If you’re watching the Super Bowl today, some of those brand new ads may feel awfully familiar — a growing number of them are being released online ahead of time, either in their entirety or as a partial teaser.
A spokesperson for video advertising and analytics company Visible Measures, told me that his team looked at every Super Bowl campaign since 2010 and found that more and more advertisers are following this strategy — there were 13 in 2010, 27 in 2011, 34 in 2012, and 42 in last year. (Visible Measures found 30 brands that had their ads ahead of time this year, but that was in the middle of the past week, so the final number will be higher.)
Basically, it seems that advertisers now treat the game as just part of a monthlong campaign, one where online views are increasingly important. As Tim Calkins, a professor of marketing at Northwestern University, told The New Yorker: “It is not about winning the Super Bowl but winning an entire month.”
Super Bowl ads saw a total of 370 million online views last year, Visible Measures said (measured one month after the game). And advertisers who release the ads early are the ones who win, according to the company’s data.

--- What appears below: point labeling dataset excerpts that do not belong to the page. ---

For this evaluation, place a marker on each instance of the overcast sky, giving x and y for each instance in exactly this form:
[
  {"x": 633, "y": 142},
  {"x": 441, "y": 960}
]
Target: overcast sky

Visible Measures says it tracks a video’s “True Reach” across the web, including sites like YouTube, DailyMotion, Metacafe, and Vimeo. When the brands released their ads ahead of time, they saw significantly higher True Reach than those that didn’t — the difference peaked at 600 percent more views in 2012 before falling to 200 percent last year, presumably due to increased competition for online attention.
As one example, Visible Measures pointed to Samsung’s video “The Big Pitch,” which had already been viewed 8.7 million times by the time the Super Bowl aired, and which had a total of 33.5 million online views a month later. And this year, Budweiser’s “Puppy Love” ad (embedded below) has already been viewed 26.7 million times — so its final viewer count is going to pretty impressive.